The best way to describe puddle jumpers is that they are sort of a combination between a life jacket and swim vest with extra support. To use them, a child slips his or her arms through the arm floats. After, the device is buckled behind the back.

Are Puddle Jumpers Safe to Use?

As for whether or not a puddle jumper is safe to use, that is a complicated question. As we have mentioned, floaties used to be the old standby for children in the water. Over time, these devices have become widely known as dangerous and prone to potential drowning danger. These water wings can pop or even leave kids in unsafe positions while floating in the water.

Put simply, puddle jumpers are the evolution of this idea, but with additional safety features. Unlike floaties, many puddle jumpers are considered safe by the U.S. Coast Guard (USCG). As we have mentioned in the past, floatation devices should always be approved by the USCG. They provide necessary safety checks to ensure maximum protection from drowning. As always, choose a USCG-approved device and follow all instructions to stay as secure as possible.

What Could Go Wrong?

That said, there are still a few reasons to be leery about using puddle jumpers. For one, they are not built for children after they’ve already learned to swim. They also shouldn’t be used while trying to teach kids how to stay afloat. Unfortunately, most parents tend to use these floatation devices before the child knows how to swim.

By design, the puddle jumper forces the child to face upright, as though they are standing in the water. That is good when the device is on, but it can teach a dangerous lesson for later. Staying upright requires more energy to stay afloat and ignores the body’s natural buoyancy. With this method, it takes much more effort to keep the mouth and nose out of the water.

To avoid drowning, a person should be horizontal.

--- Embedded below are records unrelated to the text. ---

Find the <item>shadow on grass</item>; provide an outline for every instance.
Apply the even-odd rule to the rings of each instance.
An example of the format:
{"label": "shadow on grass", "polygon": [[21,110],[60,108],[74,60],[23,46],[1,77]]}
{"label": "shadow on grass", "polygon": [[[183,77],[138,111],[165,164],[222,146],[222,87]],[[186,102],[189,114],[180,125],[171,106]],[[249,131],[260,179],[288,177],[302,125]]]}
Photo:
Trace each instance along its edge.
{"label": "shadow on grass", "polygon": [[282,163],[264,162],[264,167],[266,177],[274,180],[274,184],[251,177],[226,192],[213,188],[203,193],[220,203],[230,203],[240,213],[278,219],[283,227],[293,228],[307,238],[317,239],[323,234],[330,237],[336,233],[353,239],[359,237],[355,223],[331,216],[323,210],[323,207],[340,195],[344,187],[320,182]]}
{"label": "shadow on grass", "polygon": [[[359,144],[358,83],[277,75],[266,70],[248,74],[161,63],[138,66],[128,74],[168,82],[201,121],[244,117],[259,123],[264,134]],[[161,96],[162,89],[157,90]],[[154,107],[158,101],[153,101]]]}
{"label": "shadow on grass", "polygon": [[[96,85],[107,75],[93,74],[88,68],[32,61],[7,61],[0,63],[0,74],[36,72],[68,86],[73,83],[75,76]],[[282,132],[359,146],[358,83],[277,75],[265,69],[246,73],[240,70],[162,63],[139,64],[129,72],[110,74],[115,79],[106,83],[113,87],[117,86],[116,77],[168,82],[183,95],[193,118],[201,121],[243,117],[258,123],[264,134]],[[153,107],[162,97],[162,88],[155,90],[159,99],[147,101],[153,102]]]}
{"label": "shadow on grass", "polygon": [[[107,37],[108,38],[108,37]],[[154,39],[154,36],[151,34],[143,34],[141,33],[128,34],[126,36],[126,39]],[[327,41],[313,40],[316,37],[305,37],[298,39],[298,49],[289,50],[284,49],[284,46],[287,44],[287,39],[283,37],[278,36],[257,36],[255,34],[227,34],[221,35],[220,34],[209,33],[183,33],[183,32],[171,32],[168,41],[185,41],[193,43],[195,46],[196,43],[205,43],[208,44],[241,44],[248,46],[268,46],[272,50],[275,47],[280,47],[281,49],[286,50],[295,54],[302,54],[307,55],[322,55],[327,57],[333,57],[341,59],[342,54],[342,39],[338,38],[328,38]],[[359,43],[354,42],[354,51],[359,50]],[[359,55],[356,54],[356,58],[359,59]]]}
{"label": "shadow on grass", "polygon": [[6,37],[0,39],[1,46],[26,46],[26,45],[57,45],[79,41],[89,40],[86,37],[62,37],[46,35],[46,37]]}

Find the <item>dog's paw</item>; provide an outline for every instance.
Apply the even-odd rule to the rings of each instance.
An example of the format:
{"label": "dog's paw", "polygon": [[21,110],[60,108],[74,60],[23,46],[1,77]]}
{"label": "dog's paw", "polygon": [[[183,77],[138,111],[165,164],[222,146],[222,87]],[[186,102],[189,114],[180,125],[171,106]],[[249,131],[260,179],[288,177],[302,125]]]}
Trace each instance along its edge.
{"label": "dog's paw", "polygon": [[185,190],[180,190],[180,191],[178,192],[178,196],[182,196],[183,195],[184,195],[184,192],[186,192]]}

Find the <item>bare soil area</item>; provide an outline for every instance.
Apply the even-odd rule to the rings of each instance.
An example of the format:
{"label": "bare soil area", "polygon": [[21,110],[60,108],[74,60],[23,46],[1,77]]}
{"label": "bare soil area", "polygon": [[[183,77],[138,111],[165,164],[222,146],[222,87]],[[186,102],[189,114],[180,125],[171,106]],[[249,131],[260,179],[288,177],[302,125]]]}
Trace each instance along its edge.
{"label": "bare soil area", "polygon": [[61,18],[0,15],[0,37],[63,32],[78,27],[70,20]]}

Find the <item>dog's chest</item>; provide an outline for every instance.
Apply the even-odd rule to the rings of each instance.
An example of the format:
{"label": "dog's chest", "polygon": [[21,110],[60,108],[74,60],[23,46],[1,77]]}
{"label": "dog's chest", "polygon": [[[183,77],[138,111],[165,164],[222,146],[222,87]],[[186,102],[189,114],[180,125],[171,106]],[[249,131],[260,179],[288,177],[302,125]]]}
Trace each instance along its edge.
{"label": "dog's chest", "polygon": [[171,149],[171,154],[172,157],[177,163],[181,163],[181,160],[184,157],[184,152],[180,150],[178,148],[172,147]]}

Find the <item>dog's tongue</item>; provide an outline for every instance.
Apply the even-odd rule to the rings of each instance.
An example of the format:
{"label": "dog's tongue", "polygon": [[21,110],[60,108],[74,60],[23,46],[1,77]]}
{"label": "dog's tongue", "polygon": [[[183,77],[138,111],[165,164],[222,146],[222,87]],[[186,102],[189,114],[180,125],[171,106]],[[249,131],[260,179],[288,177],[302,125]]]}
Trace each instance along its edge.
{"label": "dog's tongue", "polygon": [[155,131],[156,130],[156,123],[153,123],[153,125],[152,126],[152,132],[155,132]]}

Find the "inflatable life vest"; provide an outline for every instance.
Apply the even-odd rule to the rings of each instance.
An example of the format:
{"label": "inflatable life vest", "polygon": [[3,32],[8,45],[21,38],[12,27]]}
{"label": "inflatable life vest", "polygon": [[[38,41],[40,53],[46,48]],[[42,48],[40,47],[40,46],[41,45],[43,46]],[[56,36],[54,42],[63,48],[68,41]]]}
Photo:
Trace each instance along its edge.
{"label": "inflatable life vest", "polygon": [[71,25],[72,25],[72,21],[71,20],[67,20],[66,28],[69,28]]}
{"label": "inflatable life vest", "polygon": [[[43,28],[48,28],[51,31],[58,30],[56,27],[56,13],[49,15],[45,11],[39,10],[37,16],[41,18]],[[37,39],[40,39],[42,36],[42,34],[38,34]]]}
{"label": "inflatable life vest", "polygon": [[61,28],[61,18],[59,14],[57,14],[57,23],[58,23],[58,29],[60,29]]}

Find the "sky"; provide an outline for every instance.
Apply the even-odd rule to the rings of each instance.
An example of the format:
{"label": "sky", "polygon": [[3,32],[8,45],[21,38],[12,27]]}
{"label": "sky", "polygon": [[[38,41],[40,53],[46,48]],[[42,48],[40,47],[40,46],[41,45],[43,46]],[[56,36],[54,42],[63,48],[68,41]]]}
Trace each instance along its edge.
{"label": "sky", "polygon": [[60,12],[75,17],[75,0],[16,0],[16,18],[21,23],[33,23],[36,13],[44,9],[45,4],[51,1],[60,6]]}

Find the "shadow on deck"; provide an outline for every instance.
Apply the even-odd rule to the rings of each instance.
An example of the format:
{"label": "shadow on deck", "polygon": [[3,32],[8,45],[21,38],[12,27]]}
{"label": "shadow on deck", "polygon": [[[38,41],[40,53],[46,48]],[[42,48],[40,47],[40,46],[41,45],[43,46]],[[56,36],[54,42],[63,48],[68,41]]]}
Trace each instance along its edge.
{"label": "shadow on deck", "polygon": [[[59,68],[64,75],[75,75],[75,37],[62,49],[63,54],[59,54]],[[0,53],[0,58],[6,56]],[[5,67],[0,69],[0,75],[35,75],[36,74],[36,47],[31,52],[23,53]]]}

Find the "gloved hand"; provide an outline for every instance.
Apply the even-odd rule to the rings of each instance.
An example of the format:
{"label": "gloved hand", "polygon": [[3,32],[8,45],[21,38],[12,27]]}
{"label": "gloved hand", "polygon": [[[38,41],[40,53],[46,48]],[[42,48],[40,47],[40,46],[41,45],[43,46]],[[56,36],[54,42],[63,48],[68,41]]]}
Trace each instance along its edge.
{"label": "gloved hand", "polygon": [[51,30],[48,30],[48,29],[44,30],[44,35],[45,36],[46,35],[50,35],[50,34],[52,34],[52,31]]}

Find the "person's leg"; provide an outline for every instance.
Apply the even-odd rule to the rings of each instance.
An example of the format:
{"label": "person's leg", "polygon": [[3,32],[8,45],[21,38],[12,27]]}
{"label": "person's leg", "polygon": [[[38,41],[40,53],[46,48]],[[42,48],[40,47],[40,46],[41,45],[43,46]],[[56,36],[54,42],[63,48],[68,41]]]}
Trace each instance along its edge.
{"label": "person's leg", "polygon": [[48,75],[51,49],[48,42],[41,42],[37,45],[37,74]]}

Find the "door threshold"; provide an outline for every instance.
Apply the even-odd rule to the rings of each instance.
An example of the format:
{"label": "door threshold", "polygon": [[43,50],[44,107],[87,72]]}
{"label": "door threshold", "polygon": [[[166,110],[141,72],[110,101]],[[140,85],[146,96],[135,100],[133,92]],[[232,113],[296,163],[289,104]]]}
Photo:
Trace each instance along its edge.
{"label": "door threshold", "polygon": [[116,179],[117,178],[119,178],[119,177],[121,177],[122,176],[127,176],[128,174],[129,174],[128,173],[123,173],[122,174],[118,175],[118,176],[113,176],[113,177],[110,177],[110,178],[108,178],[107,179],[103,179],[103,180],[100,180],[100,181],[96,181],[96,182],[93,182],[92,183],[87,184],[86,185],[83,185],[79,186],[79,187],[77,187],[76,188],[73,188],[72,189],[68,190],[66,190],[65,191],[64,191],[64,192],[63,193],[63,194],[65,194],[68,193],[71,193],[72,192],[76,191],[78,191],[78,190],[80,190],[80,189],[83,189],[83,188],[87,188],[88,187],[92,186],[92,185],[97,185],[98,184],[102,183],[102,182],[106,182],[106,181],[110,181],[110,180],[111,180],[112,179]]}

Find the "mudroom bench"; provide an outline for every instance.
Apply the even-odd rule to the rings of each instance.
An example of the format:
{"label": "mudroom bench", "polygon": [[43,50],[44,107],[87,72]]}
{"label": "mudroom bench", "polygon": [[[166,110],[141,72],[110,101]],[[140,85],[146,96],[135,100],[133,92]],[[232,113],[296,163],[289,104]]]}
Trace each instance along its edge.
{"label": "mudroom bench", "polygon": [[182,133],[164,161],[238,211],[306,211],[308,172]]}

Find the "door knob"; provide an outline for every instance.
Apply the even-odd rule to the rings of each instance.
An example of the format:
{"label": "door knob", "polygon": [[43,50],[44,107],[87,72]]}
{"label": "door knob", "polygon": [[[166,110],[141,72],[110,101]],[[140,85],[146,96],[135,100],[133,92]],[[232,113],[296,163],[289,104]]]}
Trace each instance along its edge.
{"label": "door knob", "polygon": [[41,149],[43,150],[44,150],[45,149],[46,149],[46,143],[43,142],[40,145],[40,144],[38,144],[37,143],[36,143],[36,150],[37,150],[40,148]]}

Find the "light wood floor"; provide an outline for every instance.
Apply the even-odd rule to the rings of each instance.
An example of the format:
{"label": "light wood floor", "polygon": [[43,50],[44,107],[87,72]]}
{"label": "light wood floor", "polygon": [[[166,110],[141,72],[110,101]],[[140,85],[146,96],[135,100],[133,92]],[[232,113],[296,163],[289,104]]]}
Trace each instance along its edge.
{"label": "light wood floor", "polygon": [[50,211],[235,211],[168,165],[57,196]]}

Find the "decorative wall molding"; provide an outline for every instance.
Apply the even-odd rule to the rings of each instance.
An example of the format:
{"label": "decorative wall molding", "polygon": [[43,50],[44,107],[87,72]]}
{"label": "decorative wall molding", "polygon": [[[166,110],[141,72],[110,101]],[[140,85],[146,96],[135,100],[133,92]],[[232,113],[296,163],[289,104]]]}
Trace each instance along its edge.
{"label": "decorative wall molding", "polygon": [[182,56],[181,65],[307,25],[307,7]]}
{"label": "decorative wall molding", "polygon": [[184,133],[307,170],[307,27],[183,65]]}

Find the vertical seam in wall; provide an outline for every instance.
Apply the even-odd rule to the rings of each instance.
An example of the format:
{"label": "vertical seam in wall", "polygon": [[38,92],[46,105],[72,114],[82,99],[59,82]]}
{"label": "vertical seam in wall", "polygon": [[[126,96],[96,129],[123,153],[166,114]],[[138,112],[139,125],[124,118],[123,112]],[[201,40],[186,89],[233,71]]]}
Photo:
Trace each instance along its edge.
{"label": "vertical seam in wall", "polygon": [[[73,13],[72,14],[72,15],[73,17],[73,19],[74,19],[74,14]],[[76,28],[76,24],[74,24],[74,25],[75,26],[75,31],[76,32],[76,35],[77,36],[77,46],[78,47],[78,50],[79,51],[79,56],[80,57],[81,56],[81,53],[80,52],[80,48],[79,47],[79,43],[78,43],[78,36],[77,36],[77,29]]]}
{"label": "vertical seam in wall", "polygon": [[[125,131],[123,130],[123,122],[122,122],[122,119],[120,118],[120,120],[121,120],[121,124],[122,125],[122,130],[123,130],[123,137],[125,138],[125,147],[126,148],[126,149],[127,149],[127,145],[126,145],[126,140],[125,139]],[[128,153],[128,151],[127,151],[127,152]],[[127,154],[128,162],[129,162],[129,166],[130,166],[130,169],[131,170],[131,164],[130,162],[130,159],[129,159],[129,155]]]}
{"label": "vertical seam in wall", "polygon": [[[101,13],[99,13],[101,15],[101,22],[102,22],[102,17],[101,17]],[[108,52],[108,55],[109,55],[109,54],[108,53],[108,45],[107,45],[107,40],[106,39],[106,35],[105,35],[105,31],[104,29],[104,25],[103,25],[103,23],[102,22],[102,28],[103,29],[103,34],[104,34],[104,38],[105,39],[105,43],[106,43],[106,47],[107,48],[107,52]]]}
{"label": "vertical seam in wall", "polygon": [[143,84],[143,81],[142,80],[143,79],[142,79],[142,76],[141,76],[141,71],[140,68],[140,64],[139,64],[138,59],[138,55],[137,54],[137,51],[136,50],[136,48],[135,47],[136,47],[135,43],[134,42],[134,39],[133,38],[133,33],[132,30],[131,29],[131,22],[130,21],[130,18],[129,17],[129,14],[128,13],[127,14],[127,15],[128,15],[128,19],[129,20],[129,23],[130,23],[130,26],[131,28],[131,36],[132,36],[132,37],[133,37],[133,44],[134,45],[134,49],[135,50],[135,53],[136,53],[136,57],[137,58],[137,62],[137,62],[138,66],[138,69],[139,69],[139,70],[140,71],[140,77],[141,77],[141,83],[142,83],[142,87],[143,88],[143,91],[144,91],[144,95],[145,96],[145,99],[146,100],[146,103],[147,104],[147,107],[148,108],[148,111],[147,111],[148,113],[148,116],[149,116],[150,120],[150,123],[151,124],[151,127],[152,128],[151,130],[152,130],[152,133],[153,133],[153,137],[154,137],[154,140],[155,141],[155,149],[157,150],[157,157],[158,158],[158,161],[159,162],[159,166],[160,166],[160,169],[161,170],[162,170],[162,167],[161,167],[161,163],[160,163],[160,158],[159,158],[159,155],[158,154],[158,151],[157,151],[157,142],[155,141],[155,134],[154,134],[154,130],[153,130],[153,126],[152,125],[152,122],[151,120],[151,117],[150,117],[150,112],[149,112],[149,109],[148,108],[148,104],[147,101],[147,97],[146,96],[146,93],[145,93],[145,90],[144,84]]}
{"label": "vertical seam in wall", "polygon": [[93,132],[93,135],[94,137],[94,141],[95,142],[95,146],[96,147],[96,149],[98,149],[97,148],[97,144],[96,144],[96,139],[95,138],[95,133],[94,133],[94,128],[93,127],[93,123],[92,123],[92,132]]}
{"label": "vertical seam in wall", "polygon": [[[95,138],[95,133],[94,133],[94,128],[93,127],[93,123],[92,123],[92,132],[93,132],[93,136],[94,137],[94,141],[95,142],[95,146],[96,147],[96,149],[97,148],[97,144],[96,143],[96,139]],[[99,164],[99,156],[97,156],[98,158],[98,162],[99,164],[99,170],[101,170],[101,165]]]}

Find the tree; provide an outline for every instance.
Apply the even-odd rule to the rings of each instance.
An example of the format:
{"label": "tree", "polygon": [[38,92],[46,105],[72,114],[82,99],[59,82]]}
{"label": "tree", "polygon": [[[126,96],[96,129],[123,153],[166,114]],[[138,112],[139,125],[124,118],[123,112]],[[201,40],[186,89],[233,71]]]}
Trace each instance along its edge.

Preferably, kids should learn to float on their backs when they are in danger. In essence, it is possible for puddle jumpers to teach impressionable children some bad lessons or give them false confidence.

This story from Good Morning America highlights one family who fears that using a puddle jumper contributed to their child’s drowning incident:


Swimming Lessons and Active Supervision Are Best

When it comes to water safety, swimming lessons should always be the first step. It’s never too late to learn, and many parents might be surprised by just how early our little ones can start lessons. To learn more, read out article about swimming lessons. There are useful links and tips to get started.

Beyond that, always employ active supervision when a child is in the water. Active supervision is much more than simply being near a little swimmer. It requires dedication and zero distractions. An active supervisor should be alert to any potential dangers and ready to act at a moment’s notice.

This piece is not meant to shame anyone who is using puddle jumpers. These products have a place and purpose. However, the main takeaway is that these floatation devices should not be used without proper precautions. Always choose a USCG-approved puddle jumper and be sure to read all of the written instructions.

For true water safety, knowledge is power. The instincts of knowing how to best handle a potential drowning situation will be far more valuable to a child in the long run.

Finally, once a child has learned to swim, stop using puddle jumpers. These may accidentally teach bad lessons or undo some of the good lessons.